Tuesday, December 15, 2009

Thankful for the Hollowed Manger Ground



While they were there, the time came for her to give birth. She gave birth to a son, her firstborn. She wrapped him in a blanket and laid him in a manger, because there was no room in the hostel.
-Luke 2:6-7 (MSG)

Christmas time is a very weary time for our family. Since Jack's birthday into heaven, Dec. 23rd 2004… we have dreaded Christmas . Instead of joyfully entering into a season of good cheer.. we fall wearily by the wayside praying desperately for it to pass as quickly as possible. Again, I am wondering where God may be in all of this ? After 4 years I still find myself searching desperately for hope… wondering if we will ever be able to enjoy Christmas again. We have such horrible memories that cloud a time that should be spent reflecting on the moment “Glory in the Highest” first placed it’s human feet here on earth. I know the enemy loves the fact that our tragedy intersects with the birthday of our savior. He would love nothing more than for me to always dread Christmas.
However, this past weekend I felt this strange urge to celebrate. Not in the way I used to celebrate with hurried parties and packages. This year, I really wanted to celebrate the birth of our savior, Christ. One reason for the urge was because I know that the enemy never imagined that I would want to celebrate Christmas again. The revelation hit me while I was singing Christmas songs at a concert this weekend. I had to force myself up to join the crowd in their joyful singing and clapping . What happened next was very unexpected!

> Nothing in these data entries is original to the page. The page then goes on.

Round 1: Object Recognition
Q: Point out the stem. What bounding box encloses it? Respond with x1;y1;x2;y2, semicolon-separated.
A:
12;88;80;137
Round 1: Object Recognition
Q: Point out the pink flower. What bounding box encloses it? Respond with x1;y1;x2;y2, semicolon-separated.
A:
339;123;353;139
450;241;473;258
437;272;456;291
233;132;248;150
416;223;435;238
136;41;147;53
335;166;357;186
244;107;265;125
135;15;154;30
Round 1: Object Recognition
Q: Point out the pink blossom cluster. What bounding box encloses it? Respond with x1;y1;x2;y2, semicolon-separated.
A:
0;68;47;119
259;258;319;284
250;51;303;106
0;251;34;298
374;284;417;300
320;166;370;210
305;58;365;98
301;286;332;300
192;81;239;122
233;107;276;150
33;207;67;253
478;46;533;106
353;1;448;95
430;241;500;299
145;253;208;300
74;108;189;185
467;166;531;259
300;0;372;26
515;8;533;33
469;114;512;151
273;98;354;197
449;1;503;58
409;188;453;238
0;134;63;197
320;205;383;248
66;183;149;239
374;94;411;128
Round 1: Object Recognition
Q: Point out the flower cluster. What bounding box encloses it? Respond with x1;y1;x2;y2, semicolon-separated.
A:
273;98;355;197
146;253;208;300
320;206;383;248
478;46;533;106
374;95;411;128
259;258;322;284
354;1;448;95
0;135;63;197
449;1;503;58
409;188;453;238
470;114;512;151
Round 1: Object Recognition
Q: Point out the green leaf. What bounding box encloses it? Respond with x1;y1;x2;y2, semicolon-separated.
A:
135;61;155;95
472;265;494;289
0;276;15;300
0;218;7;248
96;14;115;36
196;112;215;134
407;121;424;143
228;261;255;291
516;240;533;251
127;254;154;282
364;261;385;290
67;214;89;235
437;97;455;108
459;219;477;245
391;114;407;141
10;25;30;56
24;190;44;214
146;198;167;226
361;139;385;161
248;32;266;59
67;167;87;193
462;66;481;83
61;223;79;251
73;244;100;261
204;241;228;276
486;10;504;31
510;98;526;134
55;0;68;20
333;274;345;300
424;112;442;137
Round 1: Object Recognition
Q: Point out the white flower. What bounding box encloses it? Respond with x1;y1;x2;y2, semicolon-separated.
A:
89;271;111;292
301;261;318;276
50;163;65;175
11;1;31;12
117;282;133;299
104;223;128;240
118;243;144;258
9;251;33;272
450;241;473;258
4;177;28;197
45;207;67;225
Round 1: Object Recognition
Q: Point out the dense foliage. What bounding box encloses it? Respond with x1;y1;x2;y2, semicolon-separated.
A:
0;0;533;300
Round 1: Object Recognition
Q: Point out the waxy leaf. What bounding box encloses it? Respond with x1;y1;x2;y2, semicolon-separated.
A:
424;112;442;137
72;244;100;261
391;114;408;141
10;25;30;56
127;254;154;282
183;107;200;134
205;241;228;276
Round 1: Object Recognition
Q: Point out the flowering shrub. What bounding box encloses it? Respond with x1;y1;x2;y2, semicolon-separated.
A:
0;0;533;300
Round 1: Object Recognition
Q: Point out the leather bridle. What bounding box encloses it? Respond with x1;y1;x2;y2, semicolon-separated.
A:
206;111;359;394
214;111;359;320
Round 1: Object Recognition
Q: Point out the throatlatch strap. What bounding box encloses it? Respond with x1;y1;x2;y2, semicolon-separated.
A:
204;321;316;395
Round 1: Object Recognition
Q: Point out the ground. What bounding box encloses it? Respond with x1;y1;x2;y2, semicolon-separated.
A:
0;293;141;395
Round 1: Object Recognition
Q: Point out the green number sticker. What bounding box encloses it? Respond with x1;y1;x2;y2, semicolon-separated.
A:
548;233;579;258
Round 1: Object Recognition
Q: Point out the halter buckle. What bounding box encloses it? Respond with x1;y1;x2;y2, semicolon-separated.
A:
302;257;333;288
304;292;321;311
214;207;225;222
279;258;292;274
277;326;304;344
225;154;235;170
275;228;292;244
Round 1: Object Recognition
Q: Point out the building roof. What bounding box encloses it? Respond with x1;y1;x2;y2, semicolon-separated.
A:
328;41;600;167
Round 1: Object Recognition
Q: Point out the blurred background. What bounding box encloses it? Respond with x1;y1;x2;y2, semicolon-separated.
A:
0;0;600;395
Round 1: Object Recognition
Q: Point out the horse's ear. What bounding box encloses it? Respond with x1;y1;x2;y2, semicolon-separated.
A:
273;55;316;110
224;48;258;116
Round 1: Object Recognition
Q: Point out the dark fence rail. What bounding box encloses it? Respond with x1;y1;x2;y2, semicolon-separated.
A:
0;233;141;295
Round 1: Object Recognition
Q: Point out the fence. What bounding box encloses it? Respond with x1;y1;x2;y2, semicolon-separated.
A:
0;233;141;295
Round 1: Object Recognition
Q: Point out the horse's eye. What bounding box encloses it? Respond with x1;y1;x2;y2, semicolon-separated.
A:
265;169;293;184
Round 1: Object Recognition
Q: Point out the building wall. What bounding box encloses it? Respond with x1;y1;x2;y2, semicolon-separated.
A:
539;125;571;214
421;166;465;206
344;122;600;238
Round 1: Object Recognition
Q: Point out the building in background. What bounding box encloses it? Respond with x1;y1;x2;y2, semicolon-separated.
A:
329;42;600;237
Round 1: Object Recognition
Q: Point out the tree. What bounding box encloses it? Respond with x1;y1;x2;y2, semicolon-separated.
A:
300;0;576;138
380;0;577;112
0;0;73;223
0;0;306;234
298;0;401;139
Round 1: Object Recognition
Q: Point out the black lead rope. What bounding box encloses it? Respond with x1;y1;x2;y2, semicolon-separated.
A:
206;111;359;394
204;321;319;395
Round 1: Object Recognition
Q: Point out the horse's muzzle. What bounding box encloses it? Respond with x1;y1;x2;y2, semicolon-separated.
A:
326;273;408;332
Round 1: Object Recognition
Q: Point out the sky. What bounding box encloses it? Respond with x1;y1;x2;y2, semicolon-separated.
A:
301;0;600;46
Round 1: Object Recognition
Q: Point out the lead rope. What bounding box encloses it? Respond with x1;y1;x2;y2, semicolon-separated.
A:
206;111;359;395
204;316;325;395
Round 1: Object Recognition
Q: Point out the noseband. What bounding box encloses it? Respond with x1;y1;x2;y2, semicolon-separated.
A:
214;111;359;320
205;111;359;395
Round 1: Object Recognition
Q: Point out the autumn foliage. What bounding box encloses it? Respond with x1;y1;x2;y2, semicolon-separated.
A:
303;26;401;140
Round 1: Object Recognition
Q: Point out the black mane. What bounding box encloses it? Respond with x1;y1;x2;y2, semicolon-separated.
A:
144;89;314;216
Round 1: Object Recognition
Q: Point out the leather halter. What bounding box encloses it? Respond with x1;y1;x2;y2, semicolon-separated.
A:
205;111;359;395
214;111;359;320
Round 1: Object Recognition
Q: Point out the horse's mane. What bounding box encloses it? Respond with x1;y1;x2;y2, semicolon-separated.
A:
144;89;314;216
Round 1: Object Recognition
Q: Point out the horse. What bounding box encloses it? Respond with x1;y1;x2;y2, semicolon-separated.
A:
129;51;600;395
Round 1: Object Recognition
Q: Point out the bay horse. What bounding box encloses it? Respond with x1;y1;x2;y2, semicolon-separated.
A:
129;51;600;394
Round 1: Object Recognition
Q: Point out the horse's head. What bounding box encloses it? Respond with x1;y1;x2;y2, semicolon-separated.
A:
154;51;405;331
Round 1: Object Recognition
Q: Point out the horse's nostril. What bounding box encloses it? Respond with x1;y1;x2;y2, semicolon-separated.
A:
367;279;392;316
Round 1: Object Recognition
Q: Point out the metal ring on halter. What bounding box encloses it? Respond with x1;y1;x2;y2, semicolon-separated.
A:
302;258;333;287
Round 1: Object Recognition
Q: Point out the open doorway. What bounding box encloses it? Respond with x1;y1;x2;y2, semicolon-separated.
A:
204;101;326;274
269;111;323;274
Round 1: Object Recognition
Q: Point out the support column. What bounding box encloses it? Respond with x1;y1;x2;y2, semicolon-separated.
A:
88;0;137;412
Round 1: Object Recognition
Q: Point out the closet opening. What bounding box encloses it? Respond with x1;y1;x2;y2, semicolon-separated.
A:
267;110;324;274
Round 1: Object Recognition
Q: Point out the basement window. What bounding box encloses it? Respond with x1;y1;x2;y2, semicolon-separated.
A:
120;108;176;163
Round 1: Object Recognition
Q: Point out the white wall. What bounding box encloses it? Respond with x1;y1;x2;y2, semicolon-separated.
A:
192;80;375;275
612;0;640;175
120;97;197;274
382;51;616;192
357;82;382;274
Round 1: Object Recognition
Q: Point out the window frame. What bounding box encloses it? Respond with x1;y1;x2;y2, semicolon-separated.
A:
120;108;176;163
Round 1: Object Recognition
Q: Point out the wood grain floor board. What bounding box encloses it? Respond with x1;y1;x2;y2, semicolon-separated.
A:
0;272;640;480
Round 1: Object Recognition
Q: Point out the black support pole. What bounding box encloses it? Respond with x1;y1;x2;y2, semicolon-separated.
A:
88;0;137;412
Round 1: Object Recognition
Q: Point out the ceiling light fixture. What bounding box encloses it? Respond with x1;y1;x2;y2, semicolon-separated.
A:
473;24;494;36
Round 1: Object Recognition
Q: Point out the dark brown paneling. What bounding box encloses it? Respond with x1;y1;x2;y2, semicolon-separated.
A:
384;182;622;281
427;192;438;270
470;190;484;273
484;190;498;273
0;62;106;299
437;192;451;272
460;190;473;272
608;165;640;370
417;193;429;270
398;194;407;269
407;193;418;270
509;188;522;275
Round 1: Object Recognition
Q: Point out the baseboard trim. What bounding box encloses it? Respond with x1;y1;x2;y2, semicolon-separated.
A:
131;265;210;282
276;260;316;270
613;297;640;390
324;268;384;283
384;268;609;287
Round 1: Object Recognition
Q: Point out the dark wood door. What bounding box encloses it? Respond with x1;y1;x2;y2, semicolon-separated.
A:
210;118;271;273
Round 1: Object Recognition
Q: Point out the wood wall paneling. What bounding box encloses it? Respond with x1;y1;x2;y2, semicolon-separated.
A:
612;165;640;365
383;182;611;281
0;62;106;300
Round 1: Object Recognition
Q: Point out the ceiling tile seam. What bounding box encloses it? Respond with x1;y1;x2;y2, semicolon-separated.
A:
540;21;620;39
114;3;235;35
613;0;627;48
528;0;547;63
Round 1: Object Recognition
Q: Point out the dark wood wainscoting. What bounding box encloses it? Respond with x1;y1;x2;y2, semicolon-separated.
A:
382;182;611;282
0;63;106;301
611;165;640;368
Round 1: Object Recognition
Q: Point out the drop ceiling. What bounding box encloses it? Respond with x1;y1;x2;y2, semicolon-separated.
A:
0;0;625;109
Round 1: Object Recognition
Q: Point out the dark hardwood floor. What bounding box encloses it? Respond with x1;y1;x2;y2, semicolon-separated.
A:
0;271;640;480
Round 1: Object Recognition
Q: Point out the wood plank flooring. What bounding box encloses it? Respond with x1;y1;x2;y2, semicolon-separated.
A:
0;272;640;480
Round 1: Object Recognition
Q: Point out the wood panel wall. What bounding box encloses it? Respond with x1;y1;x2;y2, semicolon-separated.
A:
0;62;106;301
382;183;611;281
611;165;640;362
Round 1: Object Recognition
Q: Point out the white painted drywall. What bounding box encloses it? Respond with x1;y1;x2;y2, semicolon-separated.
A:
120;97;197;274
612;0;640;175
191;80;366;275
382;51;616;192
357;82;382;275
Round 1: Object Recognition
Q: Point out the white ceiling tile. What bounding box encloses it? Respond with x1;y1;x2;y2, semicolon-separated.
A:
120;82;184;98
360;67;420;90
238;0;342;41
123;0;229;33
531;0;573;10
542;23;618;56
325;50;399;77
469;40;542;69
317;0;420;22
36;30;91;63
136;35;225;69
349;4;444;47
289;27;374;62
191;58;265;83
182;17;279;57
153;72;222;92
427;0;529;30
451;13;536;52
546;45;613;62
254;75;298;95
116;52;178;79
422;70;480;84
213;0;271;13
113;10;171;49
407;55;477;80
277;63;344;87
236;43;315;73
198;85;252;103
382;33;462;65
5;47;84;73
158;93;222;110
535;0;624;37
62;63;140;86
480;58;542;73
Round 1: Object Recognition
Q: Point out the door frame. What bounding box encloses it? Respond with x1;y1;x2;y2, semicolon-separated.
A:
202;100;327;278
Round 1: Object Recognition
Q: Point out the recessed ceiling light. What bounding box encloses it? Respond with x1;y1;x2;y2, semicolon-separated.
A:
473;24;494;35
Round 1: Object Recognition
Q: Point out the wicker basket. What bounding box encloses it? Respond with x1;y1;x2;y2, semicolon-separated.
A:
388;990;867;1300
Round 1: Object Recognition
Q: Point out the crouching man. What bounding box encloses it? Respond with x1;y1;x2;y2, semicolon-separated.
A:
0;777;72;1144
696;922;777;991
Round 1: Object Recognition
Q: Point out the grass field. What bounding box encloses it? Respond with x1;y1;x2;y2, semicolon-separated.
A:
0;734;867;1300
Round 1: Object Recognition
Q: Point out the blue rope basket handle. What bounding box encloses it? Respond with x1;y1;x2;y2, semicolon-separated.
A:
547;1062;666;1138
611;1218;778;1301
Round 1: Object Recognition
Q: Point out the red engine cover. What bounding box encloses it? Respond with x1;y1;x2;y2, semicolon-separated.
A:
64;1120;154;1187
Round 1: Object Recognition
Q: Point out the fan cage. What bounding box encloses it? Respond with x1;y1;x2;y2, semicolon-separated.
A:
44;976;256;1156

With each clap I felt like I was becoming stronger. I imagined myself clapping directly in the face of my enemy.. showing him that he had not won this battle.. that I would not go by this Christmas with my head hung in defeat.This year I wanted to look up from my wounds to see my Father's sacrifice. Taking a step back, I can see the enemy’s age old tactic. He wants me to only see my pain.. but I know that if I take my pain to God.. I begin to see His pain, His plan and His purpose.
His heart aches for us.. He knew over 2000 years before Jack’s death that I would need a plan, and a purpose for my pain. He knew that if He left me alone in my pain that I would die too. His plan was to join me.. to come down to my level.. to meet me where I was at.. look me in the eye and say to me… I know this is hard for you, it was also hard for Me. I did not plan for it to be this way, but I have plans to change it!
My plan is a gift for you. Actually, it was the first gift ever given on the first Christmas Day. Julie, when I gave it over 2000 yrs ago.. I had you on my mind. My plan was to give you life at a time when all you could see was death. I knew you would need this specific gift, because I, myself have endured the pain of suffering the loss of many loved ones…. I did not want you to feel forsaken, I wanted you to feel defended. My gift came with a purpose and that was to defeat death once and for all. My gift was hope! It promises when death steals something precious from you… that I buy it back .. restore it and give it new life. My sweet child, don’t you know what is precious to you was precious to me first.
With that being said, can I once again celebrate Christmas? Can I truly feel the joy, peace and love that this season is suppose to bring us?.. remind us of?…
My heart shouts yes! Because, for the first time in my life, I can fully appreciate the “reason for the season”.
To remember and be thankful for the day God sent a baby, full of grace and truth, to bridge the gap between life and death. I am forever grateful for the gift of knowing I will cross that bridge one day to be reunited with those who are precious to Him and missed dearly by me.

Happy Birthday, Jesus!
Merry Christmas to all!
Julie Peck

2 comments:

Barb said...

You made me cry! I was praying last night during the devotional that you would sense Him reaching down and easing your pain!! I join with you in celebrating His birth, knowing one day we will ALL celebrate with Jack again!!

I love you! XOXO

Gale Jones said...

He does love you....so much that He gave his life for you!!! Yep, pretty amazing isn't it. Hang in there and know that prayer are being lifted up all around you!!!